Güzellik, içimizi canlılıkla doldurur ve bizden ilgi talep eder. Böylece dikkati kendi üzerimizden alır ve ötekine yöneltir. Kendisini evrenin merkezi olarak görmeyen kişi ahlâki olarak iyiye yüzünü döner. Güzellik böylece bizi adalete çağırır. Güzeli görebilen ruh, onun her yerde hükümferma olmasını ister. İnsanların, fikirlerin, nesnelerin güzelliği bize iyiyi ilham eder ve sosyal adalete yol açar. Ama en mühimi, güzellik bize ‘en Güzel’i haber verir. Çiçeklenen bir ağaçta, bir tebessümde, bir merhamet eyleminde, nefes kesen bir vadide o güzelliği var edeni hatırlatır. Allah güzeldir ve güzeli sever. Onun yaratışıdır ki güzelliği görünür kılar. Bu âlemde her şey, bir sonsuz ilişkiler ağında, kendisine düşen âhenkli vazifeyi yerine getirmektedir. Tabiat âyettir ve âyetler Allah’ın güzel isimlerinin yansımasından ibarettir.

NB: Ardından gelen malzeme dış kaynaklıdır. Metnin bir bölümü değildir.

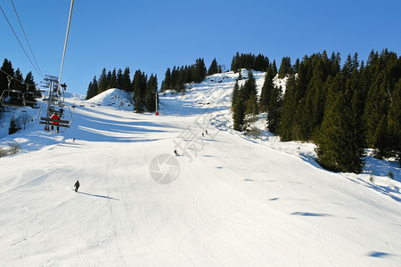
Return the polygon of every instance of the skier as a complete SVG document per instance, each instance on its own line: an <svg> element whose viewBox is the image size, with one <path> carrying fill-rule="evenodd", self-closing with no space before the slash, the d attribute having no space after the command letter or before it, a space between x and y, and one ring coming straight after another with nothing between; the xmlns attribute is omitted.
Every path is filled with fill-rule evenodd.
<svg viewBox="0 0 401 267"><path fill-rule="evenodd" d="M52 119L60 119L60 117L58 117L57 113L54 112L50 118L52 118ZM59 130L60 130L59 122L58 121L52 121L52 124L57 125L57 132L56 133L59 134ZM53 125L52 125L51 128L52 128L52 133L53 133L53 131L54 129Z"/></svg>
<svg viewBox="0 0 401 267"><path fill-rule="evenodd" d="M77 182L74 184L75 191L78 192L78 189L79 188L79 181L77 180Z"/></svg>

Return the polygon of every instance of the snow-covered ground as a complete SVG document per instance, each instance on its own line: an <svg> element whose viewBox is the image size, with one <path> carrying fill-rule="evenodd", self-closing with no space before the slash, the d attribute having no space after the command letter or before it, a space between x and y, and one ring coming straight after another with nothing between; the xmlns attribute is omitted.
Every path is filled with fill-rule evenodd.
<svg viewBox="0 0 401 267"><path fill-rule="evenodd" d="M70 95L60 134L26 109L14 117L34 121L7 135L5 114L0 145L21 150L0 158L0 266L399 266L397 164L325 171L263 114L258 138L233 131L235 77L160 94L160 116L116 89Z"/></svg>

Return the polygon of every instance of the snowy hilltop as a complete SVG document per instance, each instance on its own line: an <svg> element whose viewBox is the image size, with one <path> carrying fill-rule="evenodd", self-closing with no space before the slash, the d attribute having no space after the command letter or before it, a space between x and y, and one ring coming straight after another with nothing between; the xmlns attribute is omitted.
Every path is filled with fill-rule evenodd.
<svg viewBox="0 0 401 267"><path fill-rule="evenodd" d="M314 144L267 132L266 114L257 134L233 131L237 78L160 93L159 116L134 113L119 89L70 94L58 134L37 109L4 113L0 265L399 265L397 163L368 155L361 174L326 171ZM12 117L25 124L8 135Z"/></svg>

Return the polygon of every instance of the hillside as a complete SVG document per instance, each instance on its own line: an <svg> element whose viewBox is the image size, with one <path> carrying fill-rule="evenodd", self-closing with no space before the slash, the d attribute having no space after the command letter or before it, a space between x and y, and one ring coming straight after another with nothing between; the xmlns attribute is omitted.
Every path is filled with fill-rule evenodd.
<svg viewBox="0 0 401 267"><path fill-rule="evenodd" d="M21 151L0 158L0 265L399 265L397 164L325 171L313 144L278 142L263 114L258 138L233 131L235 78L160 94L160 116L130 111L117 89L71 95L60 134L35 121L4 134L5 115L0 144Z"/></svg>

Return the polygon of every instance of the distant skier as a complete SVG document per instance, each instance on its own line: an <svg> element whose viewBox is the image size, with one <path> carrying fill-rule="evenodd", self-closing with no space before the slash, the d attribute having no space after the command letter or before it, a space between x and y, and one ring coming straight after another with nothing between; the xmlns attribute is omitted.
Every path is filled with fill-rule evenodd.
<svg viewBox="0 0 401 267"><path fill-rule="evenodd" d="M78 189L79 188L79 181L77 180L77 182L74 184L75 191L78 192Z"/></svg>

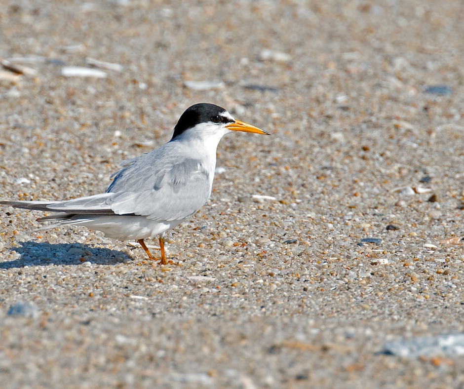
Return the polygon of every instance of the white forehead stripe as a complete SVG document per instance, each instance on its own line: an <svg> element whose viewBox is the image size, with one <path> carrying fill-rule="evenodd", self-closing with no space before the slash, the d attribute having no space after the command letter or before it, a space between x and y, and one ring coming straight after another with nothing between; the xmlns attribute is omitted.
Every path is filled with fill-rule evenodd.
<svg viewBox="0 0 464 389"><path fill-rule="evenodd" d="M226 118L231 120L235 120L235 119L232 117L232 116L227 111L225 112L221 112L220 114L219 114L219 116L222 116L223 117L226 117Z"/></svg>

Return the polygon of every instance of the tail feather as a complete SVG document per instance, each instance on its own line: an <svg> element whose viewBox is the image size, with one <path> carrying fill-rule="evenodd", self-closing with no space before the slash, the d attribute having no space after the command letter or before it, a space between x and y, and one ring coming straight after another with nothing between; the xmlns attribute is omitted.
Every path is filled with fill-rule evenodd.
<svg viewBox="0 0 464 389"><path fill-rule="evenodd" d="M22 208L25 209L33 209L36 211L45 211L52 212L67 211L68 213L91 215L115 215L110 206L105 204L103 200L108 197L106 193L95 194L93 196L79 197L74 200L64 201L25 201L14 200L1 200L0 204Z"/></svg>
<svg viewBox="0 0 464 389"><path fill-rule="evenodd" d="M50 211L47 205L56 204L57 201L20 201L14 200L1 200L0 204L9 205L15 208L22 208L25 209L35 209L37 211Z"/></svg>

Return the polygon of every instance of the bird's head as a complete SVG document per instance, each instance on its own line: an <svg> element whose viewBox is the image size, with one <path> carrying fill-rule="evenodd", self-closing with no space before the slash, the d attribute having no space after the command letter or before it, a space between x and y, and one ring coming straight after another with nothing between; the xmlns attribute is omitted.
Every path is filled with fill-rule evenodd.
<svg viewBox="0 0 464 389"><path fill-rule="evenodd" d="M174 127L171 140L185 136L217 138L220 139L232 131L271 135L257 127L236 120L224 108L200 103L189 107Z"/></svg>

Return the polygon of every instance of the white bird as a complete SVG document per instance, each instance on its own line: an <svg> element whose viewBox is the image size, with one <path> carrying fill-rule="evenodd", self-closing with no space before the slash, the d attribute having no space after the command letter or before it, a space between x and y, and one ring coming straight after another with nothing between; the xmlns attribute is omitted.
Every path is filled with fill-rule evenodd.
<svg viewBox="0 0 464 389"><path fill-rule="evenodd" d="M57 212L38 219L59 226L84 226L110 238L136 239L151 260L167 264L164 233L196 213L211 195L221 139L232 131L270 135L235 120L214 104L193 105L182 114L171 140L151 153L123 162L106 193L63 201L2 200L17 208ZM159 235L161 257L144 239Z"/></svg>

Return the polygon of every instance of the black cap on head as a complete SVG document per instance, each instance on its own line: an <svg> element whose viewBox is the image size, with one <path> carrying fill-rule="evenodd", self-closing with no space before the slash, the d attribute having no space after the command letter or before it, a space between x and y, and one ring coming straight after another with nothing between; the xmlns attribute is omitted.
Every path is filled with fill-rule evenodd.
<svg viewBox="0 0 464 389"><path fill-rule="evenodd" d="M226 112L222 107L208 103L199 103L187 108L179 118L174 127L172 139L200 123L211 121L220 114Z"/></svg>

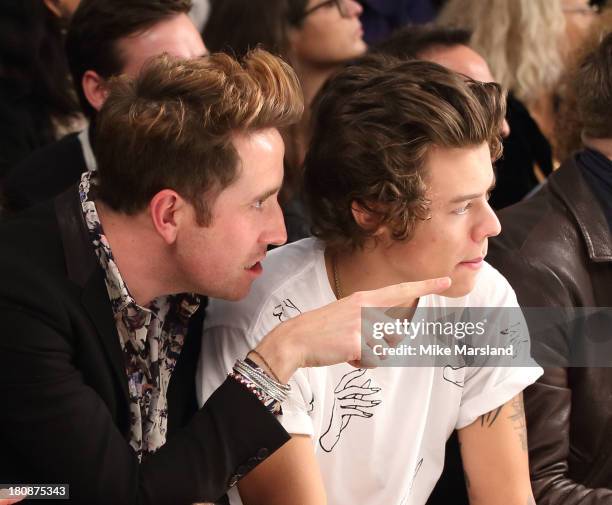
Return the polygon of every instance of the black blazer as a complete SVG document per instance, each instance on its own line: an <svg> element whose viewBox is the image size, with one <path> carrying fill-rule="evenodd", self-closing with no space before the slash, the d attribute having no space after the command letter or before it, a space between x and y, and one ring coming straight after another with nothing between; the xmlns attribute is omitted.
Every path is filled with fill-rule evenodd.
<svg viewBox="0 0 612 505"><path fill-rule="evenodd" d="M13 167L3 184L7 211L20 211L50 200L79 182L87 166L78 135L66 135Z"/></svg>
<svg viewBox="0 0 612 505"><path fill-rule="evenodd" d="M197 410L202 308L170 382L167 442L139 464L76 188L0 224L0 237L0 483L68 483L70 503L88 505L215 501L288 440L232 379Z"/></svg>

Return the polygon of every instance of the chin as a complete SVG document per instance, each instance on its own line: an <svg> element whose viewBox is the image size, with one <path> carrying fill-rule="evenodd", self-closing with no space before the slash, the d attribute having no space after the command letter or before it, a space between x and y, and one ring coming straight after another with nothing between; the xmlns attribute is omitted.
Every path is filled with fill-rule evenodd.
<svg viewBox="0 0 612 505"><path fill-rule="evenodd" d="M473 279L455 279L451 277L451 287L440 293L447 298L461 298L469 295L476 285L476 276Z"/></svg>

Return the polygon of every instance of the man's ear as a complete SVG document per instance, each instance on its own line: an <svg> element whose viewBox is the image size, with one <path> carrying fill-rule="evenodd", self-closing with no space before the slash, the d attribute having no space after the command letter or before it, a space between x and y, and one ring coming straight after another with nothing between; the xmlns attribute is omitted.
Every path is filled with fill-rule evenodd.
<svg viewBox="0 0 612 505"><path fill-rule="evenodd" d="M99 111L108 96L106 79L93 70L87 70L81 79L81 86L83 86L83 93L89 104Z"/></svg>
<svg viewBox="0 0 612 505"><path fill-rule="evenodd" d="M166 244L173 244L181 223L189 212L189 204L174 190L162 189L149 202L153 227Z"/></svg>
<svg viewBox="0 0 612 505"><path fill-rule="evenodd" d="M383 233L385 226L380 224L380 213L376 211L375 205L368 205L366 208L364 205L353 201L351 203L351 213L355 222L364 230L377 236Z"/></svg>

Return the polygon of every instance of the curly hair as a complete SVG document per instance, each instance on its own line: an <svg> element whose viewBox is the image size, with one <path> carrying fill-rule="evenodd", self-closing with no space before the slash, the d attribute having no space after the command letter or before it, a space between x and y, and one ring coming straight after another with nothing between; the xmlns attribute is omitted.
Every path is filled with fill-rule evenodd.
<svg viewBox="0 0 612 505"><path fill-rule="evenodd" d="M437 23L470 30L495 80L527 104L563 71L560 0L448 0Z"/></svg>
<svg viewBox="0 0 612 505"><path fill-rule="evenodd" d="M241 63L222 53L186 61L163 55L135 80L116 77L109 86L94 147L96 197L135 214L174 189L202 225L215 192L239 175L234 135L293 124L304 108L291 67L263 50Z"/></svg>
<svg viewBox="0 0 612 505"><path fill-rule="evenodd" d="M596 77L596 74L584 74L585 59L589 55L593 57L600 44L602 44L603 47L602 40L611 32L612 8L608 8L602 11L593 30L586 37L582 47L576 52L574 58L568 65L567 72L561 79L561 99L559 112L557 113L557 121L555 123L555 138L557 140L556 151L561 161L565 160L571 156L574 151L582 147L582 131L585 128L585 120L593 123L594 118L599 118L598 122L602 126L609 126L610 124L610 111L612 110L610 103L608 103L607 106L603 104L591 106L591 112L588 112L584 105L579 107L578 96L581 95L583 97L583 104L586 102L585 95L588 93L592 93L593 99L595 99L597 95L602 97L606 92L606 82L608 86L608 97L612 96L612 90L609 88L610 83L612 83L612 76L608 76L607 79L602 77L600 81L594 82L593 78ZM610 41L608 39L606 40L609 48ZM600 63L600 65L601 64L602 63ZM602 85L604 89L601 88ZM592 129L592 125L589 129ZM600 134L604 137L612 137L612 130L610 128L604 127L598 129L601 130Z"/></svg>
<svg viewBox="0 0 612 505"><path fill-rule="evenodd" d="M354 220L353 203L410 239L428 219L427 155L433 146L487 142L501 154L505 95L435 63L372 55L334 76L314 106L305 161L313 233L328 246L363 247L376 229ZM378 228L378 226L376 226Z"/></svg>

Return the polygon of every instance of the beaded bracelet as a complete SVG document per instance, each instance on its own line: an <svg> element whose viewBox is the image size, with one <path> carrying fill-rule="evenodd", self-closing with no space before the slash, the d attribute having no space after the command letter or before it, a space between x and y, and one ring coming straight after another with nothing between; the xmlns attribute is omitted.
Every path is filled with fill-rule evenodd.
<svg viewBox="0 0 612 505"><path fill-rule="evenodd" d="M274 415L282 415L281 403L287 399L291 386L272 379L254 361L246 358L237 360L230 377L253 393Z"/></svg>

‘Güzellik üzerine bu yersiz vaaz da nereden çıktı?’ diyenlere, çirkinliğin ve hoyratlığın içimizi nasıl da kuraklaştırdığını hatırlatmakla yetineceğim. Gün geçmiyor ki ekrandan duyduğumuz bir çirkin söz, ruhlarımızı zedelemesin. İnsanın insana şifa olduğu bir geleneğin adına söz alanlar dahi, bu çirkinlikten paylarına düşeni alıyor. O geleneği diri tutan ahlâk ve güzellik anlayışına bîganeyiz. Çünkü ne kalplerimizin ne de şehirlerimizin güzelliği umurumuzda, sözü güzel söylemek ve muhatabımızı ikna etmek dururken, kendi tekçi fikriyatımızı dayatmak hevesindeyiz. Bugün tıpkı hikmet gibi güzellik de inanmış insanın yitiğidir. Sükûtun erdemi üzerine binlerce cilt tutacak bir düşünsel miras az ötemizde dururken, sözlerimizle başkalarını incitmek neden? Sözlerimiz, hallerimiz, duruşlarımız bozulmuş olanı onarmak yerine çirkinliği galip getiriyorsa, ne hayır gelir insanlığa o sözlerden? Gördüğümüz her boşluğa ağaç yerine beton dikiyor, farklı ve hasım saydıklarımızla aramıza duvarlar örüyor, Allah’ın sonsuz rahmetini öteki kullarından esirgeme hakkını kendimizde görüyorsak, bu nice inanmaktır? Hoyratlık ve nobranlık, faydacı ve maddeci bir dünyanın zehir yüklü bulutları olarak ruhlarımızı istila ediyor, güzelliğe dair ne varsa, sağanak halinde onun üzerine yükünü boşaltıyor. Materyalist bir dindarlık, sebep sonuç ilişkilerini sadece bu dünyada kurarak müteâl âlemi denklemden çıkarıyor.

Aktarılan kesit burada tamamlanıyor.